Album (35) : « La longue marche des dindes » de Léonie Bischoff

Lauréate du festival Angoulême 2023, cette BD de l'illustratrice suisse Léonie Bischoff, remporte le prix jeunesse. L'occasion rêvée de se plonger dans cette adaptation graphique d'un roman de littérature jeunesse.

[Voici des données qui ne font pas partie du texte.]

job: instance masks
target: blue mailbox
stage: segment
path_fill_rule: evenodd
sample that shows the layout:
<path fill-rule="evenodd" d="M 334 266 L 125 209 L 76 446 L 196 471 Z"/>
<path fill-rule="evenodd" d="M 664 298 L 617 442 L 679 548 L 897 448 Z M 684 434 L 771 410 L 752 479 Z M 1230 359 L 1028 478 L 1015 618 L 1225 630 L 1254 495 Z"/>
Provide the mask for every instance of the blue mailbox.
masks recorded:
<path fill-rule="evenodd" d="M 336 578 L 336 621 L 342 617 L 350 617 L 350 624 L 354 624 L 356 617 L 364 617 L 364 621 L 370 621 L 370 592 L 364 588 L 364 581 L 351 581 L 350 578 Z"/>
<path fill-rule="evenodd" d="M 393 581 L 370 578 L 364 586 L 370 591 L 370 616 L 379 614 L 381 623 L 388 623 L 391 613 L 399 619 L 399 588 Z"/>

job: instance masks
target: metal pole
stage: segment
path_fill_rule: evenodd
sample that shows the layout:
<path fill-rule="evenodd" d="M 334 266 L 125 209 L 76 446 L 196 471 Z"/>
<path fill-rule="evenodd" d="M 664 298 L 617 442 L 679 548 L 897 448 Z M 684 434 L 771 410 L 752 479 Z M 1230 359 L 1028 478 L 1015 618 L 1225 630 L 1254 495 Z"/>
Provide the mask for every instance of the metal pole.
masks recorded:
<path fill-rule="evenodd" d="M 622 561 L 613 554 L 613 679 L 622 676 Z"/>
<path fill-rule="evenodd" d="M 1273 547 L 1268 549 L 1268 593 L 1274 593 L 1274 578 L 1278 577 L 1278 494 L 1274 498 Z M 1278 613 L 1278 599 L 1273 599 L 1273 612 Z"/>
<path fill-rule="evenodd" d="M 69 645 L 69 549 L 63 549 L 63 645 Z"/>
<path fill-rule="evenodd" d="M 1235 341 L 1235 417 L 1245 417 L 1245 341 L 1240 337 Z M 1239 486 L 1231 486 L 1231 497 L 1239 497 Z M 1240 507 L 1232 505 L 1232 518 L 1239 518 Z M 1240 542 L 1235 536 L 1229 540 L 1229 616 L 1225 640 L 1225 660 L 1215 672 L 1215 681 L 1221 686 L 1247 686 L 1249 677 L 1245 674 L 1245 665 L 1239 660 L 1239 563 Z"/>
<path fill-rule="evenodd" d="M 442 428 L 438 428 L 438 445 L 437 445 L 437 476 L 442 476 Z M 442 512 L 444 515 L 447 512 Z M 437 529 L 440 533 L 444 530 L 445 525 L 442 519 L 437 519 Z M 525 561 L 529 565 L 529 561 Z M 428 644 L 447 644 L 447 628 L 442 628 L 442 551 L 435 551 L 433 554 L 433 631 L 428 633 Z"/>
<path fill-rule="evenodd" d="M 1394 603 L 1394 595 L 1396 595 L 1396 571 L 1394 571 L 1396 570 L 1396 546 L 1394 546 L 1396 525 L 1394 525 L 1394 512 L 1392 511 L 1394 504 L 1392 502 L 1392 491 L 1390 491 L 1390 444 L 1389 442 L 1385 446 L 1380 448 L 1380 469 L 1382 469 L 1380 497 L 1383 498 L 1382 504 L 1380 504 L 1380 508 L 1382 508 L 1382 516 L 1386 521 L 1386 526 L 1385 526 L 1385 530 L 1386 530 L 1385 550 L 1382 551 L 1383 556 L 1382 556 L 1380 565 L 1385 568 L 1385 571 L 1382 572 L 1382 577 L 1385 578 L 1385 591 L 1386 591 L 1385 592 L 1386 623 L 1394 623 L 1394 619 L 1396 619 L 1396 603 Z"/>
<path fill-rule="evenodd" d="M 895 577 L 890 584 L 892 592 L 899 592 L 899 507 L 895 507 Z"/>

Informations bibliographiques

Autrice : Kathleen Karr
Illustratrice : Léonie Bischoff
Editeur : Rue de Sèvres
Format : 145 pages
Année d'édition : 2022


Le mot de l'éditeur

Missouri, été 1860. Après avoir quadruplé son CE1 à 15 ans, Simon diplômé d'office par Miss Rogers se voit refuser l'entrée en CE2 et doit gentiment déployer ses ailes. Aussi, le soir même de cette mauvaise nouvelle, lorsqu'il apprend que les dindes sur pattes valent 20 fois plus à Denver que chez lui, il décide d'acquérir 1000 têtes pour les convoyer sur 1000 kilomètres et prouver ainsi qu'il a le sens des affaires. Il recrute pour l'escorter une équipe improbable avec laquelle il va devoir traverser le désert, affronter les rocheuses et négocier avec les Indiens ! Ces derniers accepteront-ils de laisser passer cette étrange caravane qui doit atteindre Denver pour y faire fortune ?

Le magnifique roman de Kathleen Karr adapté par l'autrice du brillant Anaïs Nin : sur la mer des mensonges, Léonie Bischoff, qui signe son premier titre jeunesse.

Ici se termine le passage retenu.